On 12 September 2023 the European Commission proposed a Council Directive on Business in Europe: Framework for Income Taxation (BEFIT). BEFIT will have a major impact on the tax calculation and administration of multinational groups with a European footprint.

BEFIT will mean that (i) companies that are members of the same group will calculate their tax base in accordance with a common set of rules; (ii) the tax bases of all members of the group will be aggregated into one single tax base; and (iii) each member of the BEFIT group will have a percentage of the aggregated tax base calculated on the basis of the average of the taxable results in the previous three fiscal years.

A BEFIT group will generally be formed by a parent company and subsidiaries in which it holds, directly or indirectly, at least 75% of the ownership rights or profit rights. The BEFIT rules are mandatorily applicable to EU headquartered groups with annual combined revenues exceeding EUR 750 million. BEFIT applies to groups with non-EU headquarters if the relevant EU part raises either at least EUR 50 million annual combined revenues in a certain reference period or accounts for at least 5% of the total group revenue. Groups below these thresholds may opt-in for BEFIT, for at least a five-year period, provided they prepare consolidated financial statements. In such cases, the group is bound to the BEFIT rules for a period of at least five years. If BEFIT is applicable, it will apply to all EU-based entities and permanent establishments that meet the aforementioned 75% ownership requirement. The BEFIT proposal is designed to build on the OECD’s global tax deal. It aims to reduce tax compliance costs, increase tax certainty, and support growth and competitiveness in the EU.

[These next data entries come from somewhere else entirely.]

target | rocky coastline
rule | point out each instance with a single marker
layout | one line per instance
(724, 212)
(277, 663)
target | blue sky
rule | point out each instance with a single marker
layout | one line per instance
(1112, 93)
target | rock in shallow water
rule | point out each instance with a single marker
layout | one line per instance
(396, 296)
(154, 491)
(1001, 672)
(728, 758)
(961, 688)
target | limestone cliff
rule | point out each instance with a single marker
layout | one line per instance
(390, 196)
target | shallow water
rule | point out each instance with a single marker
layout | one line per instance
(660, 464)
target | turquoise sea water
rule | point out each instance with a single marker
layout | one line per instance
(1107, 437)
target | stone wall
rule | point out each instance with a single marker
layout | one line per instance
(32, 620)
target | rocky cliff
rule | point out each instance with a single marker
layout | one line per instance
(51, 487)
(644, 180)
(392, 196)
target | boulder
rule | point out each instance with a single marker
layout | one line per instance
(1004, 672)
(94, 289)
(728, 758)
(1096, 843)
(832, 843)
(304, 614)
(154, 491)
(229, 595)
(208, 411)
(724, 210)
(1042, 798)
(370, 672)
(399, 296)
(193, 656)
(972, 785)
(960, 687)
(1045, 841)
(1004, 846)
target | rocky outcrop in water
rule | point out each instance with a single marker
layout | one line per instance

The European Commission also includes a proposal aiming at harmonising transfer pricing rules within the EU and ensuring a common approach to transfer pricing. The proposal will increase tax certainty and mitigate the risk of litigation and double taxation. The Directive will also further reduce the opportunities for companies to use transfer pricing for aggressive tax planning purposes.

Once the BEFIT is adopted by the Council, Member States must implement it by 1 January 2028 and apply its provisions from 1 July 2028.